Internacional

Arménia. Deputados querem queimar ativista transsexual que falou no parlamento

A intervenção de Lilit Martirosyan numa comissão de direitos humanos ofendeu muita gente, no parlamento e fora dele. O discurso não foi longo, mas rapidamente correu mundo. Martirosyan falou da discriminação que as pessoas como ela sofrem a muitos níveis e, a certa altura, referiu os 283 ataques registados contra pessoas dessa comunidade

Luís M. Faria

Jornalista

"Torturados, violados, raptados, sujeitos a violência física, queimados, imolados, esfaqueados, sujeitos a tentativas de homicídio, mortos, exilados e roubados". Foi assim que Lilit Martirosyan, uma ativista transsexual arménia, descreveu aquilo a que pessoas como ela têm sofrido em anos recentes no seu país. A intervenção teve lugar a 5 de abril no parlamento, durante uma audiência pública sobre direitos humanos, e foi relativamente curta. Mas logo que o vídeo começou a ser partilhado na internet, as reações explodiram, tanto no parlamento como fora dele.

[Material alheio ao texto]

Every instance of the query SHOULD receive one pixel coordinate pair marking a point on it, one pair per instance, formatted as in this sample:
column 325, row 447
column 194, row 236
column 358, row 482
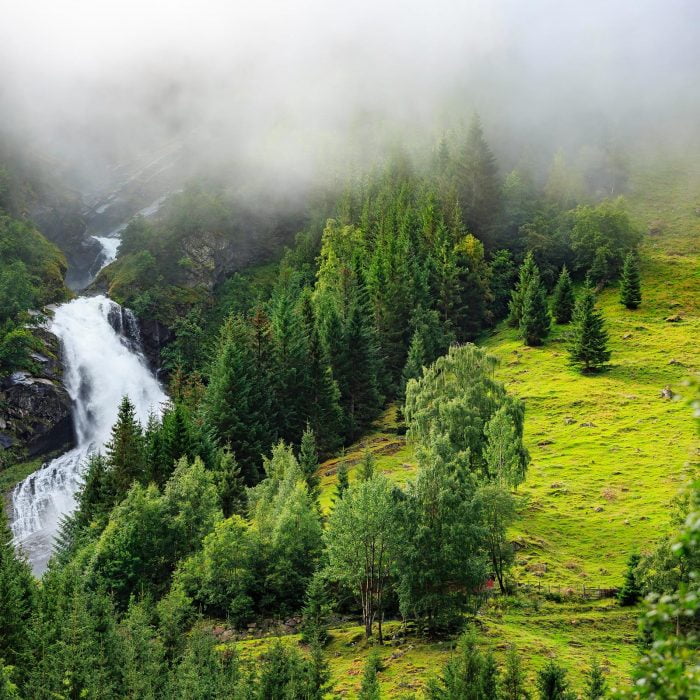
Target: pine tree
column 596, row 687
column 514, row 682
column 415, row 361
column 126, row 452
column 367, row 466
column 322, row 397
column 230, row 483
column 515, row 307
column 237, row 403
column 369, row 689
column 553, row 684
column 308, row 461
column 316, row 611
column 589, row 340
column 17, row 591
column 600, row 267
column 478, row 184
column 563, row 298
column 535, row 320
column 630, row 284
column 343, row 482
column 630, row 593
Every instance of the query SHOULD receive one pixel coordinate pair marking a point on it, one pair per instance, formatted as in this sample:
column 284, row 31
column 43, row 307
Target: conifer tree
column 316, row 611
column 588, row 346
column 630, row 593
column 513, row 683
column 237, row 401
column 478, row 184
column 553, row 684
column 563, row 298
column 17, row 591
column 630, row 284
column 126, row 450
column 535, row 321
column 230, row 483
column 367, row 466
column 308, row 461
column 596, row 687
column 322, row 395
column 515, row 307
column 415, row 361
column 343, row 482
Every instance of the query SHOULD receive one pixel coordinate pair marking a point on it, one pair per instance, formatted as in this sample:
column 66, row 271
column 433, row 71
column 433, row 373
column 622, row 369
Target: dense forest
column 349, row 352
column 211, row 511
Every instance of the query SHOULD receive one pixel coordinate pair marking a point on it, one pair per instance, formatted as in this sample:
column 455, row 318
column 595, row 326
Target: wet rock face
column 35, row 409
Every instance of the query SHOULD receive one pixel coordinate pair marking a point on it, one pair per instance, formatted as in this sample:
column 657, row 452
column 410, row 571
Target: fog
column 290, row 89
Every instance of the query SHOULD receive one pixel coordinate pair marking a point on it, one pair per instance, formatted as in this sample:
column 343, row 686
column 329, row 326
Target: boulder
column 35, row 408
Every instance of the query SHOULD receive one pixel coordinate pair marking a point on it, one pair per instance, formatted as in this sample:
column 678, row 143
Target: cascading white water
column 102, row 363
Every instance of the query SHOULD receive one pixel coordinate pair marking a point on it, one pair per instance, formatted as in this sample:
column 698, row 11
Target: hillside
column 608, row 456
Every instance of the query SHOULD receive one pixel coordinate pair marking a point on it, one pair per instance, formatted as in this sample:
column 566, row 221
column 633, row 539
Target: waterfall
column 102, row 362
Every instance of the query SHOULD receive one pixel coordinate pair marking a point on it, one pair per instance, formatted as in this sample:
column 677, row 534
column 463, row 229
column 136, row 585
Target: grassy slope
column 596, row 492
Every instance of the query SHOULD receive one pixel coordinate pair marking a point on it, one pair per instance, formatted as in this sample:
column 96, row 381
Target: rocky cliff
column 35, row 408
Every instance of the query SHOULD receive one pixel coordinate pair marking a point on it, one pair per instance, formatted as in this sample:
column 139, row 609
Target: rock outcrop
column 35, row 408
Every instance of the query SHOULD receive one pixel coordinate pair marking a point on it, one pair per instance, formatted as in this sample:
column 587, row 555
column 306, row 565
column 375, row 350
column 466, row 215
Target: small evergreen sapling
column 596, row 686
column 589, row 340
column 630, row 593
column 563, row 298
column 630, row 285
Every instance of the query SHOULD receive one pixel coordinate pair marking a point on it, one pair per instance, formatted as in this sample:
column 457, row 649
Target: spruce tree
column 596, row 687
column 316, row 611
column 367, row 466
column 553, row 684
column 230, row 484
column 322, row 395
column 343, row 482
column 535, row 320
column 515, row 307
column 630, row 284
column 237, row 403
column 308, row 461
column 588, row 346
column 17, row 592
column 126, row 452
column 630, row 593
column 514, row 682
column 563, row 298
column 478, row 185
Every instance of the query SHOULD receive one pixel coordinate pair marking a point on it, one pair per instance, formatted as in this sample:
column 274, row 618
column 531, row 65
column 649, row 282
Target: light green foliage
column 456, row 397
column 220, row 577
column 441, row 558
column 513, row 685
column 362, row 544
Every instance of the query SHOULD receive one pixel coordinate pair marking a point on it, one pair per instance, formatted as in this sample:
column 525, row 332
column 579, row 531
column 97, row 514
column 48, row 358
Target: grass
column 541, row 631
column 609, row 454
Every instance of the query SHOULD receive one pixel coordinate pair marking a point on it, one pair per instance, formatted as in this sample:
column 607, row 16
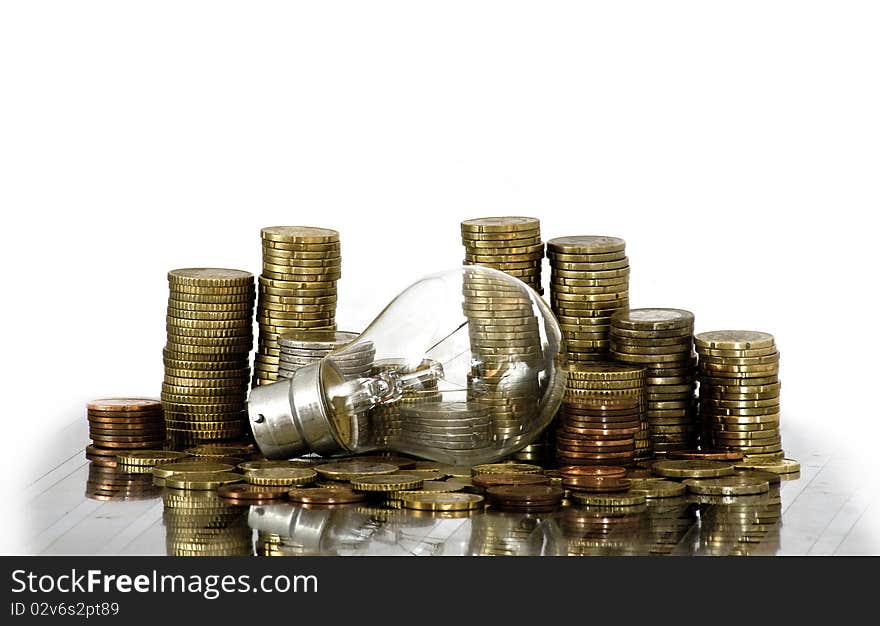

Martirosyan foi a primeira cidadã transsexual a falar num fórum àquele nível na Arménia, um país socialmente conservador. A presidente da Comissão de Direitos Humanos do parlamento disse logo que não devia ter falado ali, pois a audiência era sobre direitos de crianças e deficientes, bem como reformas no sistema jurídico do país. Outros deputados foram mais agressivos. E dias depois, numa manifestação de protesto em frente ao parlamento, líderes religiosos ofereceram-se para "purificar" espiritualmente o edifício.

Os vários partidos têm tentado culpar-se uns aos outros por Martirosyan ter falado naquela comissão. Falam do "vício" que ela representa, associando-o à homossexualidade - resultado de influências ocidentais no país, garantem. No meio dos ataques, acusam-na de ter desrespeitado o parlamento e há deputados a defender que deve ser queimada.

O seu discurso no parlamento, que não foi longo, rapidamente correu mundo. Martirosyan falou da discriminação que as pessoas como ela sofrem a muitos níveis - no emprego, nos tribunais nos hospitais. A certa altura referiu os 283 ataques registados contra pessoas dessa comunidade e disse: "Para mim, significa que há 283 criminosos na Arménia a viver junto a mim e a vocês. E quem sabe, talvez o 284º esteja amanhã a cometer o seu crime".

No ambiente atual, a sua exigência de que as autoridades façam mais para proteger os transgénero não parece ter grandes possibilidades de sucesso. Segundo explicou depois ao jor4nal "Guardian", já houve um homem que apareceu no parlamento com uma faca a dizer que a queria matar, para além de todas as outras pessoas que têm feito ameaças semelhantes no Facebook e noutros espaços.

Em sentido contrário vão os apelos de entidades internacionais como a ONU e a União Europeia. Esta última lembrou que "discursos de ódio, incluindo ameaças de morte dirigidas à senhora Lilit Martirosyan, às suas colegas e à comunidade LGBT no seu todo, constituem discriminação proibida pela Convenção Europeia dos direitos humanos e liberdades fundamentais, da qual a Arménia faz parte, e que surge refletida na Constituição da Arménia".

A porta-voz do Ministério dos Negócios Estrangeiros arménio rejeitou essas afirmações, dizendo que os outros países devem mostrar "mais respeito e sensibilidade" pela sociedade arménia.